A psicóloga Anelise Schaurich, especialista em Gestão de Organização Pública, abordou o tema da saúde mental do educador e citou seu estudo, que aponta um alto índice de distúrbios leves no magistério. Segundo a pesquisadora, quanto menor o grau de formação do docente, e consequentemente sua remuneração, maior é a incidência de problemas, seja por acúmulo de funções num mesmo cargo, seja por jornadas excessivas de trabalho.

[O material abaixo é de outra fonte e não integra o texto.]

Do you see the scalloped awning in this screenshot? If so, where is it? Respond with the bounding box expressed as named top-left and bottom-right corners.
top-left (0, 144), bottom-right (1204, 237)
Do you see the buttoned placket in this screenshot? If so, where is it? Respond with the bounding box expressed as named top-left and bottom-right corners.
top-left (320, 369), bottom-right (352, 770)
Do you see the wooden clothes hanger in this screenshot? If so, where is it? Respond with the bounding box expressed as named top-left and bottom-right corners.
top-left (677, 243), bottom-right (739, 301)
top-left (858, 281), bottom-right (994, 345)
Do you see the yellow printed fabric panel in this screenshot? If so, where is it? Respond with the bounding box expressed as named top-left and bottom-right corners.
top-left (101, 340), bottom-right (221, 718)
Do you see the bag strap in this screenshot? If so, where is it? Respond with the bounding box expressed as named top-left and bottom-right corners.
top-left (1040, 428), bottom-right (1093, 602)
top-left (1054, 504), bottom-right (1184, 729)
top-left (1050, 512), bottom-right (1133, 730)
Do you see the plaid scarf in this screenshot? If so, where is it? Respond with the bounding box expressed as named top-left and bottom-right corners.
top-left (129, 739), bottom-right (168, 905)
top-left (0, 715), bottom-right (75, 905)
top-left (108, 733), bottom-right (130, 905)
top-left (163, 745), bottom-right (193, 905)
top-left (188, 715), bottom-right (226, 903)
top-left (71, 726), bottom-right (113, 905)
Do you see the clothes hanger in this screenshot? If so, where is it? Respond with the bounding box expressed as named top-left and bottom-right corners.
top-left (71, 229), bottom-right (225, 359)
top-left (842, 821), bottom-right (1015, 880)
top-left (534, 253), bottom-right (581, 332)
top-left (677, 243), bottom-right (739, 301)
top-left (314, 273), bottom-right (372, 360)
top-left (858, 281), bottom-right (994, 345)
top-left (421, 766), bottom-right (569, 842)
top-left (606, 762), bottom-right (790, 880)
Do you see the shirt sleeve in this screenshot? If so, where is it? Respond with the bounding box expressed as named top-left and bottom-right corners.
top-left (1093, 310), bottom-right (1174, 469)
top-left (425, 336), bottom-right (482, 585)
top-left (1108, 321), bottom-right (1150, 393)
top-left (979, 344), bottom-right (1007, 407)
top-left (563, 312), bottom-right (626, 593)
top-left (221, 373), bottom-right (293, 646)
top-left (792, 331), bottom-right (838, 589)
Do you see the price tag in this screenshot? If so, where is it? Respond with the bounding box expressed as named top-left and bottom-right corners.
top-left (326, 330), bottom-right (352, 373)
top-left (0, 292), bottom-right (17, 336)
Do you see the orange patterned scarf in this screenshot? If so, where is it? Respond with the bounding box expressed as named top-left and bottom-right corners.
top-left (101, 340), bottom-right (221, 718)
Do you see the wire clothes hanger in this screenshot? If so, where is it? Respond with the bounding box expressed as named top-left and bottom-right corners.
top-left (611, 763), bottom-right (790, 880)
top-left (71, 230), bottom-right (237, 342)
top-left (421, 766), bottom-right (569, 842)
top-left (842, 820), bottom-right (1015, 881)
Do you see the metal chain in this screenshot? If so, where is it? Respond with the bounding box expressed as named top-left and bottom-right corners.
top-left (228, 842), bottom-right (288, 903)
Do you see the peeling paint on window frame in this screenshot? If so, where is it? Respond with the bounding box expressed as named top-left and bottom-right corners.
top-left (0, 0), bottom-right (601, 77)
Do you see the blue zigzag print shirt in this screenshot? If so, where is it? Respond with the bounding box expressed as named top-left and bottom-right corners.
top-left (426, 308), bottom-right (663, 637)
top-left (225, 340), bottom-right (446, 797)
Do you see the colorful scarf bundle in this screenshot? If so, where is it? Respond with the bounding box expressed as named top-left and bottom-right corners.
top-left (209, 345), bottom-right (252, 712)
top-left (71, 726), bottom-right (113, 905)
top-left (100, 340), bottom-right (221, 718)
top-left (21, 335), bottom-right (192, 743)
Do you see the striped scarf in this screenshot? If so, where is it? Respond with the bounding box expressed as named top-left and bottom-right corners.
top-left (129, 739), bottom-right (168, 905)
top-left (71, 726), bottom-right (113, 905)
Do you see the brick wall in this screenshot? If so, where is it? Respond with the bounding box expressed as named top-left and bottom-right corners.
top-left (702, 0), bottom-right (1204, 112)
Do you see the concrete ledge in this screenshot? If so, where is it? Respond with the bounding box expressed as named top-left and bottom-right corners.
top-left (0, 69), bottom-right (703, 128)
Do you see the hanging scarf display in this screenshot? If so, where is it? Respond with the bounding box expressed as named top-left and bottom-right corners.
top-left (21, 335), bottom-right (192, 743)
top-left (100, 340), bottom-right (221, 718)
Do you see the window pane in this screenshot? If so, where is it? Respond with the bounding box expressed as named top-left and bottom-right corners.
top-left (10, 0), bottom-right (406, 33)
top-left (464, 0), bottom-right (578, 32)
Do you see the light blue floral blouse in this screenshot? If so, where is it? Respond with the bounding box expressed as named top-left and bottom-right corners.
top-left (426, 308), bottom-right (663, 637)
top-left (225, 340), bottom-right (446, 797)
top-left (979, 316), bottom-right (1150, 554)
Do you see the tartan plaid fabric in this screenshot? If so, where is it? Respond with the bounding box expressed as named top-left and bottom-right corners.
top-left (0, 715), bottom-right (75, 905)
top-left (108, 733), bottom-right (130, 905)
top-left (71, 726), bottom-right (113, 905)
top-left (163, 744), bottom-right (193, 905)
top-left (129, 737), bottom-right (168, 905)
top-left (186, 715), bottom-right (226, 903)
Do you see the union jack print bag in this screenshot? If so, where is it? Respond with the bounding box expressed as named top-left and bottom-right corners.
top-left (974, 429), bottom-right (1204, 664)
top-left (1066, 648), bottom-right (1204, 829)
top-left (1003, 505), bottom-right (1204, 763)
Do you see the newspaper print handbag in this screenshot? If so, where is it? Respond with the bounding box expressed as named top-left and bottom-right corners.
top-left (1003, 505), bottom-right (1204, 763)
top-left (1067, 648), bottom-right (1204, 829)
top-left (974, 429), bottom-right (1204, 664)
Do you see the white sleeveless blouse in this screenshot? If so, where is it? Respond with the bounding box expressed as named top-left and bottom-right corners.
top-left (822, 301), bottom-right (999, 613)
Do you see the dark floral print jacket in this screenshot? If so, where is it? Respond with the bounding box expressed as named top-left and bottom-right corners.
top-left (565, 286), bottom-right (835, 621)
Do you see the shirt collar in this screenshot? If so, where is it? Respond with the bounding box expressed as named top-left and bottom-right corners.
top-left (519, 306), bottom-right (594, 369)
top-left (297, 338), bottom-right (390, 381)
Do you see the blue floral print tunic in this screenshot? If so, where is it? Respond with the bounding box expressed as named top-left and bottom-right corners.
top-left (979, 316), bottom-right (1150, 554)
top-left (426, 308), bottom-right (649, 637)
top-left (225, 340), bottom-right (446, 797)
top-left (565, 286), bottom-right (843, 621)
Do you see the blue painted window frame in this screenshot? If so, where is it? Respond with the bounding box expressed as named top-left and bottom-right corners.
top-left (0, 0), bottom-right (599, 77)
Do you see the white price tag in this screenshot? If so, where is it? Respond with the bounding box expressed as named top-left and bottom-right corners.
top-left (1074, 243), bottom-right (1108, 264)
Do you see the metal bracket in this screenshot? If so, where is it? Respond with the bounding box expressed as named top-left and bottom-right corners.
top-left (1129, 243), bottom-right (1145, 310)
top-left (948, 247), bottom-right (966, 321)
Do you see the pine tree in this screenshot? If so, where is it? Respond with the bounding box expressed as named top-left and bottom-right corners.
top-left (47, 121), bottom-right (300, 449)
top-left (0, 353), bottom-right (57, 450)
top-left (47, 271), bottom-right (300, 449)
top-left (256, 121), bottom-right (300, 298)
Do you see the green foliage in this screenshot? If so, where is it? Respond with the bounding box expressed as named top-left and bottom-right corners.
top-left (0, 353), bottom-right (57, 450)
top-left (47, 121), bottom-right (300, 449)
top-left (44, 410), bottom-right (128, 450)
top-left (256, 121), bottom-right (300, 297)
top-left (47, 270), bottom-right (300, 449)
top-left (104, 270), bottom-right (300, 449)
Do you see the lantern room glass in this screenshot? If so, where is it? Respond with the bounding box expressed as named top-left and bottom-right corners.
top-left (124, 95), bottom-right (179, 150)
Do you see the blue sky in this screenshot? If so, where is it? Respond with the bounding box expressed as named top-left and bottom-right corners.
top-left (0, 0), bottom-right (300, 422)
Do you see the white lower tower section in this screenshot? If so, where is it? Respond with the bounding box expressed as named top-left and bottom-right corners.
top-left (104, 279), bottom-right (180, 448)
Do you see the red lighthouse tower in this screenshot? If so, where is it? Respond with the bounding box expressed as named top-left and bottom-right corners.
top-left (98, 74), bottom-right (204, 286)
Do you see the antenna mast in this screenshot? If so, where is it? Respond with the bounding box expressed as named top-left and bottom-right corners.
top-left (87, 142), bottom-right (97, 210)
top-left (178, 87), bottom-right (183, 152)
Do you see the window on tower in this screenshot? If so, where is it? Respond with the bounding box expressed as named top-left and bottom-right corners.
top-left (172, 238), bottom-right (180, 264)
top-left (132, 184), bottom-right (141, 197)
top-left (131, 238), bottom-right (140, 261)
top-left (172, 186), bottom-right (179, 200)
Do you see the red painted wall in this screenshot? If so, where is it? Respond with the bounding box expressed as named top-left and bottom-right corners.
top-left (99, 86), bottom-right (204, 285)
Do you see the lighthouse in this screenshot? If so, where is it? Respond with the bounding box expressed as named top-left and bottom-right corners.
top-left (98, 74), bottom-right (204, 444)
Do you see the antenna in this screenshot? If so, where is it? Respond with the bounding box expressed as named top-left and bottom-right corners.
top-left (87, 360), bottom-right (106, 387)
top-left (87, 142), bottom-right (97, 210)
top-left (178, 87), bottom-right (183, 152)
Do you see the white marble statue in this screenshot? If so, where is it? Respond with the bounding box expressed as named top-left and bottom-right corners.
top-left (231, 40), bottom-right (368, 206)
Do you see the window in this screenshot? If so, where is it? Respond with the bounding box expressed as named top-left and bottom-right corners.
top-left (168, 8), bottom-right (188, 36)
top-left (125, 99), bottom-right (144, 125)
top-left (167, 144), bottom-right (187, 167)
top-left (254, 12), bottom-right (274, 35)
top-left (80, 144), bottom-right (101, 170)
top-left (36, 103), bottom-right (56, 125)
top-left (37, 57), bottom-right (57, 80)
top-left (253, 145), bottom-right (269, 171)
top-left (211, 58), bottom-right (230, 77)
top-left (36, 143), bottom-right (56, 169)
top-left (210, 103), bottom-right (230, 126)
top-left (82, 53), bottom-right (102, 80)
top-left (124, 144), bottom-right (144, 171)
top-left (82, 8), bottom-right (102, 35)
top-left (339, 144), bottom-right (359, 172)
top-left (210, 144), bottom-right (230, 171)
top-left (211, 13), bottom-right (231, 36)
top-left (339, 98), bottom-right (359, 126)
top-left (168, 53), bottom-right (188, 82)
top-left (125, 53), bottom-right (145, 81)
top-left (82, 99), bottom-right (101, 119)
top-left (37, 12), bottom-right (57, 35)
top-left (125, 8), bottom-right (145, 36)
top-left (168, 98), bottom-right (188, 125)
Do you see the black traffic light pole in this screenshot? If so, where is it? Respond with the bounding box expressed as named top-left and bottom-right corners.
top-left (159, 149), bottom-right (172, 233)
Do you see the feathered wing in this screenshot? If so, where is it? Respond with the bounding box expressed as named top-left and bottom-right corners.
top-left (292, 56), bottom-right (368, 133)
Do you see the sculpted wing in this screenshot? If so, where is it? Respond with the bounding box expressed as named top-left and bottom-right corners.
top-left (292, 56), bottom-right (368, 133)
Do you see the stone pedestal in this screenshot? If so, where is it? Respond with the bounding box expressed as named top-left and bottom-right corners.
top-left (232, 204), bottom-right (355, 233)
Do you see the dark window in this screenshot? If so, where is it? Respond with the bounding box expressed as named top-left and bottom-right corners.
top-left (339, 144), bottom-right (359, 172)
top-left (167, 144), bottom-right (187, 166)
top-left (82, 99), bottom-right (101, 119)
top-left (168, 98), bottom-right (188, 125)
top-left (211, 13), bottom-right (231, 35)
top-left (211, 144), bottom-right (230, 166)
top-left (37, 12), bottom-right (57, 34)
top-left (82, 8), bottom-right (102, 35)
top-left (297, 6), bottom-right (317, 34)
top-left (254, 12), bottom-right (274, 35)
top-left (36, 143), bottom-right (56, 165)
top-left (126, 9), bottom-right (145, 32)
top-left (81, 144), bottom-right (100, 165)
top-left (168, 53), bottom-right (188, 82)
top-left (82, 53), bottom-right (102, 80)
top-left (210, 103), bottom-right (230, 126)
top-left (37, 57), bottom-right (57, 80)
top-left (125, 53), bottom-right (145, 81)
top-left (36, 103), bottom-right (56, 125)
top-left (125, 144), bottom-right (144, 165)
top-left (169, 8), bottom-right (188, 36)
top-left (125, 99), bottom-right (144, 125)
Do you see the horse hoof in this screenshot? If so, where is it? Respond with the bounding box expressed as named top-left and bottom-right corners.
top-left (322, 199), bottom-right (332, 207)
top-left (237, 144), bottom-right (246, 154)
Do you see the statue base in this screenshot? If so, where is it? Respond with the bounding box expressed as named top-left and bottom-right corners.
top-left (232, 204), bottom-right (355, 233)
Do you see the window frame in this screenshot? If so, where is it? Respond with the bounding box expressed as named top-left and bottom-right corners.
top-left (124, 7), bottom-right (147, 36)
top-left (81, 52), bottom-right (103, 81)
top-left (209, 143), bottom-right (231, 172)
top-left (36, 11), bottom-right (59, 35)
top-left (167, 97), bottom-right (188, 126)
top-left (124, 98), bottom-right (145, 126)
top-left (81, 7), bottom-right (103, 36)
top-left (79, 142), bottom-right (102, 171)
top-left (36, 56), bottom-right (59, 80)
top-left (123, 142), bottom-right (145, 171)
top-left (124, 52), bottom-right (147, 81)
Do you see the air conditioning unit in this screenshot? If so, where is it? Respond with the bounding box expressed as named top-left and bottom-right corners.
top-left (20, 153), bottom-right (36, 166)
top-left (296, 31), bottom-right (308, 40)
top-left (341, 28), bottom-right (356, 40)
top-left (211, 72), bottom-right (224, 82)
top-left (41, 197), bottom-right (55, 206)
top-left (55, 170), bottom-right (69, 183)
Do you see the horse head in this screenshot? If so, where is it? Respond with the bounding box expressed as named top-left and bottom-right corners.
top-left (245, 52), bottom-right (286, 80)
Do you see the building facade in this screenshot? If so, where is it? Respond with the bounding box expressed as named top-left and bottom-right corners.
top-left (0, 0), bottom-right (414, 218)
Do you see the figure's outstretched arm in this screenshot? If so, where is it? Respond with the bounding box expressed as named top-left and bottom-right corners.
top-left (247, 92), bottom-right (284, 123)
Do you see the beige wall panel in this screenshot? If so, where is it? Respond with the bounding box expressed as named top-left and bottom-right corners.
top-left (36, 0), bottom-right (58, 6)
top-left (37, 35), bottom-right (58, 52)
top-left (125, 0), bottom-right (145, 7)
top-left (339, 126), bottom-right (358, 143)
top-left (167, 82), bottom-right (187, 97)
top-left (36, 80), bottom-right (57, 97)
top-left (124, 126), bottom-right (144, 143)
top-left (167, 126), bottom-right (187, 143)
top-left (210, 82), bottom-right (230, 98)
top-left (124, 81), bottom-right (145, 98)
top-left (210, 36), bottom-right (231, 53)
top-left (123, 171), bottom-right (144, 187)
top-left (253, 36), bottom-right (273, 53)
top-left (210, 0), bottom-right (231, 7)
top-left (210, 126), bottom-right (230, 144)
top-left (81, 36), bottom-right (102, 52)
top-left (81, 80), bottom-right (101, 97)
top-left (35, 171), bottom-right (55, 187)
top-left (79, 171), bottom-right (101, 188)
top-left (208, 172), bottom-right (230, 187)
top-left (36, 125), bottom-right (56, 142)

“Na educação infantil, o índice de distúrbios mentais leves chega a 74%. O reflexo é um prejuízo crescente no planejamento das aulas, perda de entusiasmo e criatividade, frustração, hostilidade com pais e alunos e arrependimento profissional”, explicou.
A conselheira Elisângela Zanelatto, professora na Univates e presidente do Núcleo de Educação do CRPRS, encerrou o ciclo de debates com uma fala sobre os sentidos da aprendizagem. Para ela, a educação deveria adotar uma perspectiva ampla considerando os conceitos clássicos do termo – skole, de onde deriva a palavra escola, em grego quer dizer tempo livre, ociosidade.
“Nossas crianças estão brincando nas escolas? Têm tempo livre? Ou só estão autorizadas a brincar se cumprirem as tarefas e se comportarem? Educar é um ato de cuidado, de saúde, e um ato atravessado pelos afetos”, disse.